Ob einer dieser Deutschen dann auch auf dem Mond landen darf oder ob er oder sie für eine Rundreise um den Trabanten ins All aufbrechen wird, wurde zu diesem Zeitpunkt nicht enthüllt. Aber es wird ein Wunsch der Bundesregierung aus ihrem Koalitionsvertrag erfüllt: eine erste Deutsche oder ein erster Deutscher bei einer Mondmission .

Rekordbudget für die europäische Raumfahrt

Weiterhin beschlossen die 23 Mitgliedsstaaten der Esa auf der Ministerratstagung ihr europäisches Raumfahrtbudget für die kommenden drei Jahre. Mitte November kündigte Aschbacher einen Budgetvorschlag von 22 Milliarden Euro an und sagte: "Man muss dazu sagen: Der Betrag, den ich vorschlage als Generaldirektor, ist niemals der Betrag, der danach gezeichnet wird."

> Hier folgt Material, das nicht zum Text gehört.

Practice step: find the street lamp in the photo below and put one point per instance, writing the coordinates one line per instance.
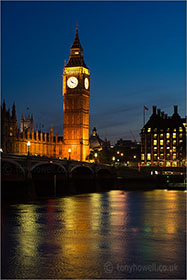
(28, 145)
(69, 151)
(95, 155)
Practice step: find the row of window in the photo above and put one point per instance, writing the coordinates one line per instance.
(155, 157)
(168, 129)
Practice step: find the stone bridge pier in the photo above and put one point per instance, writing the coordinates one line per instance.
(33, 176)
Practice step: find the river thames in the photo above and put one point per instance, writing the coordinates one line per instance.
(113, 234)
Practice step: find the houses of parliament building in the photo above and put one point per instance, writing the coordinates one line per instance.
(75, 140)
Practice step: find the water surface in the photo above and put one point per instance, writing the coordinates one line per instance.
(116, 234)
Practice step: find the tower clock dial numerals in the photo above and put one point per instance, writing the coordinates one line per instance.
(72, 82)
(86, 83)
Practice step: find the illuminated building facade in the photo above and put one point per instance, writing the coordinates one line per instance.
(14, 140)
(163, 140)
(75, 140)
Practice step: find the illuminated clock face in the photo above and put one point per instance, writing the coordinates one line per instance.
(86, 83)
(72, 82)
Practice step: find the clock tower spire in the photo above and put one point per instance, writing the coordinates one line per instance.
(76, 92)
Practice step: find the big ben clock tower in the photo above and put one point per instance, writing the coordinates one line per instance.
(76, 92)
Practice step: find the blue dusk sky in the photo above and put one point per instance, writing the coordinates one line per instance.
(135, 51)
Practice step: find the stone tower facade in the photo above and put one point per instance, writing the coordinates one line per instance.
(76, 92)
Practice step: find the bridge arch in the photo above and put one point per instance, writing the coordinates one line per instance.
(103, 172)
(82, 166)
(40, 164)
(14, 163)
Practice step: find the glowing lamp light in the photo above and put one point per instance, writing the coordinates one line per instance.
(69, 151)
(28, 145)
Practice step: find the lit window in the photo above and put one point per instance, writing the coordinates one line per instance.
(174, 156)
(148, 156)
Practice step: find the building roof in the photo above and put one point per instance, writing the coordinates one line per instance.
(162, 121)
(76, 56)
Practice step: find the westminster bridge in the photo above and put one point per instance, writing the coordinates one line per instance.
(33, 176)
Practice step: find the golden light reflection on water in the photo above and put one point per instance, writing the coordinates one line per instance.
(73, 237)
(28, 232)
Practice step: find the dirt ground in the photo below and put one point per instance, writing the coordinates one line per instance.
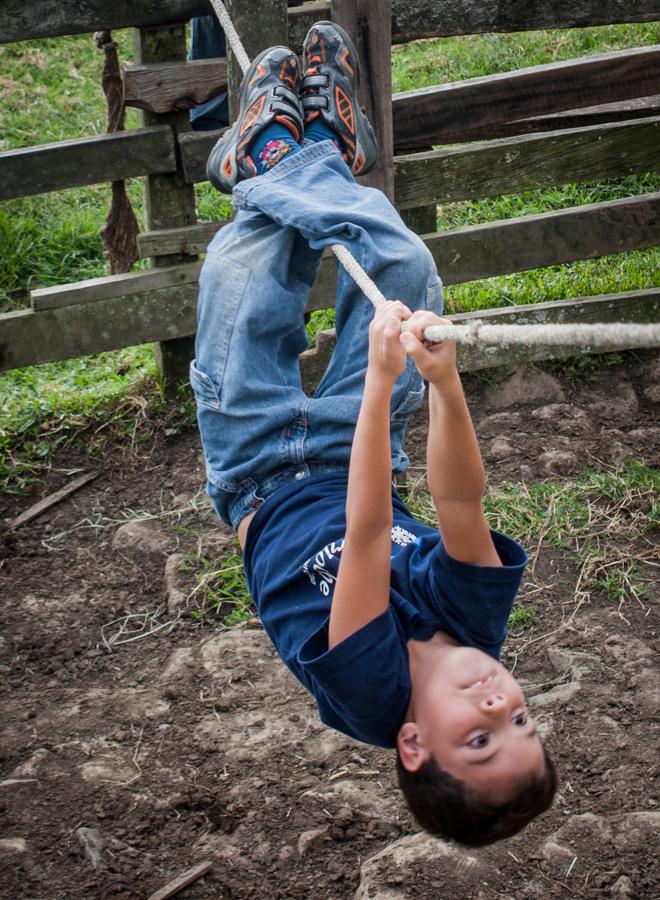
(124, 767)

Das war deutlich mehr als die 16,9 Milliarden, die noch 2022 in Paris von den Esa-Mitgliedstaaten beschlossen wurden – bereits damals eine Rekordsumme. Doch in Bremen wurde sogar der aktuelle Wunsch von Aschbacher knapp übertroffen. Denn das kommende Drei-Jahres-Budget der europäischen Raumfahrtbehörde beträgt nun knapp 22,1 Milliarden Euro. "Sie haben Geschichte geschrieben" , so der Esa-Chef während der Versammlung.

Deutschland alleine werde 5,4 Milliarden Euro aus dem Bundeshaushalt bereitstellen, verkündete Bär. Dies sei eine Steigerung von ungefähr 30 Prozent. Auch Frankreich und Italien gehören zu den größten Beitragszahlern – weswegen es nicht überaus überraschend ist, dass gerade aus diesen Ländern die ersten europäischen Artemis-Astronauten kommen sollen.

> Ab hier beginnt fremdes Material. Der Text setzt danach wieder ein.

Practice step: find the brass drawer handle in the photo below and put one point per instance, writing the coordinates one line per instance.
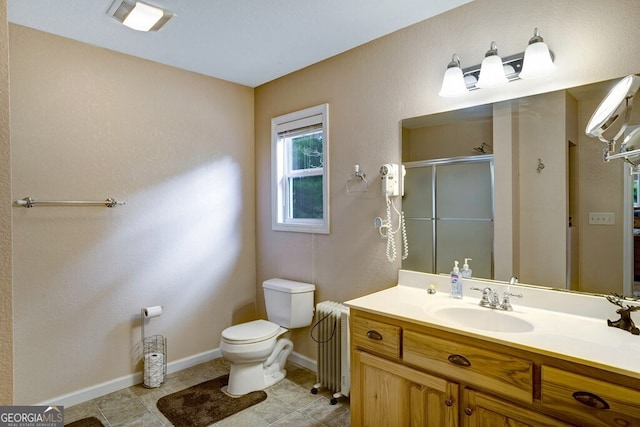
(591, 400)
(459, 360)
(374, 335)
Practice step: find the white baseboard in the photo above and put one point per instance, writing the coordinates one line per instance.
(126, 381)
(304, 361)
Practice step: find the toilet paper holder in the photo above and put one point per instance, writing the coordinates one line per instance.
(154, 352)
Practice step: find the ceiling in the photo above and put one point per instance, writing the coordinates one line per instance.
(249, 42)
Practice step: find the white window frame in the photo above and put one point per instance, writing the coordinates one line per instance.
(281, 219)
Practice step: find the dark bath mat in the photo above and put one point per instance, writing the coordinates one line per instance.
(204, 404)
(86, 422)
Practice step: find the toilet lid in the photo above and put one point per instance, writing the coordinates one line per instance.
(257, 330)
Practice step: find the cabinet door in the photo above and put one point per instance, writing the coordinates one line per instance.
(481, 410)
(385, 393)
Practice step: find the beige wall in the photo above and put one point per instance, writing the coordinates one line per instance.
(6, 312)
(177, 147)
(370, 89)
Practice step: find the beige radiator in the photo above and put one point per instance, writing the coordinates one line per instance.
(331, 332)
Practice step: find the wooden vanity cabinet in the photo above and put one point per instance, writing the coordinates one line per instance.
(405, 374)
(484, 410)
(391, 394)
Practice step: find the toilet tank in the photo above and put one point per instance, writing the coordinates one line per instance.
(289, 303)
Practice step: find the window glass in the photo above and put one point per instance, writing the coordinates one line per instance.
(299, 171)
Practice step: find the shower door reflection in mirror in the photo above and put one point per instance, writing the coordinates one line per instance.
(448, 208)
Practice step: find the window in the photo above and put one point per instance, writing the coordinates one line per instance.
(299, 169)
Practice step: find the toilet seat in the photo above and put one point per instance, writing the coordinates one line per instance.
(251, 332)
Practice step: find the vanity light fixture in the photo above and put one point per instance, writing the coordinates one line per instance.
(616, 108)
(535, 61)
(492, 72)
(138, 15)
(453, 83)
(537, 58)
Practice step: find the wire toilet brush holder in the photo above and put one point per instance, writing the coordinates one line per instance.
(154, 357)
(155, 360)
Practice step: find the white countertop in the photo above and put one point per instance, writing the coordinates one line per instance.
(568, 335)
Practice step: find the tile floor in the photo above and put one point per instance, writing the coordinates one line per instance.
(288, 403)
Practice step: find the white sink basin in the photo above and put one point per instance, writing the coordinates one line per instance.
(482, 318)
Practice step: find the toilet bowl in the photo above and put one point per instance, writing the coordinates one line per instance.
(258, 350)
(257, 354)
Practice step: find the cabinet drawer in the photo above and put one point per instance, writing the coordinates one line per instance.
(377, 337)
(493, 371)
(589, 401)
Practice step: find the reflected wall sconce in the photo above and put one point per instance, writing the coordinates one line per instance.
(138, 15)
(536, 61)
(615, 109)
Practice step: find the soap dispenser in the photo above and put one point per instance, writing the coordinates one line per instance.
(456, 284)
(466, 270)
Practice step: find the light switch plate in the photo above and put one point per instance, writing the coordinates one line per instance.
(602, 218)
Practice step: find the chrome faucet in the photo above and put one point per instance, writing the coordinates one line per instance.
(506, 304)
(491, 299)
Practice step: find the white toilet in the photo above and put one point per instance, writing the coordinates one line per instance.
(255, 350)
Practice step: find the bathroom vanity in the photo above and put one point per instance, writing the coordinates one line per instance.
(423, 359)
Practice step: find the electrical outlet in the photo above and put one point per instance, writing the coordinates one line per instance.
(602, 218)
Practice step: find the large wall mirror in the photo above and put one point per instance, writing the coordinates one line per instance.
(561, 218)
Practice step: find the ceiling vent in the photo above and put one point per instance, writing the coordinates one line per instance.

Zunächst einmal werden mit Artemis II drei US-Amerikaner und ein Kanadier den Mond umkreisen. Die Mission soll voraussichtlich im Februar 2026 starten. Mit Artemis III sollen auch wieder zwei Astronauten auf der Mondoberfläche landen. Bisher war Artemis III für das Jahr 2027 angedacht, doch die Mondlandefähre von SpaceX, ein umgebautes Starship, wird voraussichtlich nicht vor 2028 zur Mondlandung ansetzen können.

Ein Deutscher auf dem Mond?

Eine deutsche Mondlandung ist dabei eher unwahrscheinlich, aber nicht ausgeschlossen. Vermutlich wird einer der deutschen Esa-Astronauten den Mond jedoch nur vom Orbit aus besuchen. Ob dies am Bord des Orion-Raumschiffs sein wird, oder ob bis dahin die Raumstation Lunar Gateway im Mondorbit installiert ist, bleibt vorerst abzuwarten. Ohnehin scheint es frühestens mit der Artemis-IV-Mission so weit zu sein – und die wird wohl nicht vor 2029 oder 2030 starten können.